News Net Nebraska

Complete News World

Weather Forecast. Since June 13. Another consecutive month of record global heat without an El Niño « 3B Meteo

Weather Forecast. Since June 13. Another consecutive month of record global heat without an El Niño « 3B Meteo

reading time
1 minute and 47 seconds

June 2024 is the 13th consecutive month with the highest average global temperature. Compared to similar months in previous years, making it the warmest June on record. Between May 2015 and July 2016, Earth experienced a streak of 15 consecutive months of record global temperatures. The data, initially estimated, has now been verified by Copernicus.which identified last June as the “warmest” June on record, with an anomaly of +0.67°C compared to the 1991-2020 average, exceeding the record set in June 2023 by +0.14°C. The global average temperature over the past 12 months is the highest on record, With +0.76°C above the 1991-2020 average and +1.64°C above the pre-industrial average.

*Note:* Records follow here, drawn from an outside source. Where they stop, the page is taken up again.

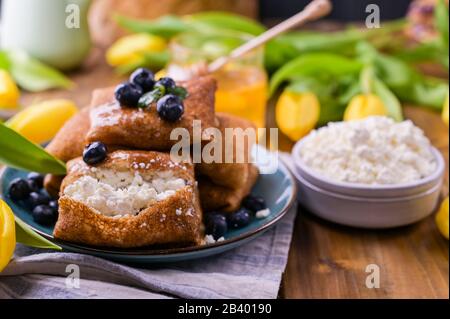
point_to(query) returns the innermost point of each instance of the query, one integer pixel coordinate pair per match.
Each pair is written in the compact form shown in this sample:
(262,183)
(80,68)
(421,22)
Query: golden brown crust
(233,175)
(222,186)
(214,197)
(144,129)
(175,220)
(52,184)
(69,141)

This record-breaking streak began in June 2023, highlighting the continuation of the extreme heat trend. June 2024 was 1.5°C warmer than in the pre-industrial era, the twelfth month to exceed this threshold. In Europe, the most pronounced positive anomalies are in the southeast sector where the most intense heatwaves occurred.

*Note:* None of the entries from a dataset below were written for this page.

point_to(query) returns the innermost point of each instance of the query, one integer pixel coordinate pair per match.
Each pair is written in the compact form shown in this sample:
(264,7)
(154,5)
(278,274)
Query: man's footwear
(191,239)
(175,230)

This series of exceptional temperatures is the result of accompanying factors, namely temperature.Especially the interaction between human-induced climate change and the natural weather phenomenon “El Niño,” which helped push global temperatures to unprecedented levels. According to preliminary investigations, There is a 95% chance that 2024 will surpass 2023 as the warmest year since records began.Global surface temperature in the mid-nineteenth century.

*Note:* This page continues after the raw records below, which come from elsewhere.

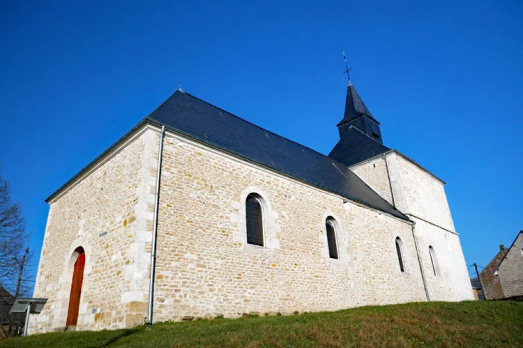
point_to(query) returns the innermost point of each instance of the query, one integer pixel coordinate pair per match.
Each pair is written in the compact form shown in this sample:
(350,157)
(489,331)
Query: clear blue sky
(443,78)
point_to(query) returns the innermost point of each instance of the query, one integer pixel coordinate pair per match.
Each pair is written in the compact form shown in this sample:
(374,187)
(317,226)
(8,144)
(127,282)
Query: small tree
(13,249)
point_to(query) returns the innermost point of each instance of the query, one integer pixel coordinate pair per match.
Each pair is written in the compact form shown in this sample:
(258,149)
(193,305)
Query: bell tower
(358,116)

El Niño is over and we are now in a neutral state in the tropical Pacific. We have to wait for a La Niña to arrive before we can assume that this long streak of record-breaking months could be broken. The global oceans have already broken their own record with more than 460 consecutive days of high temperatures.

See also  New measures to manage overcrowding on Mount Fuji - The Post

It is important to emphasize that the above relates to the average of the entire globe and not to individual parts, which can also show negative anomalies such as central western Canada, western Europe, some parts of Asia and part of South America.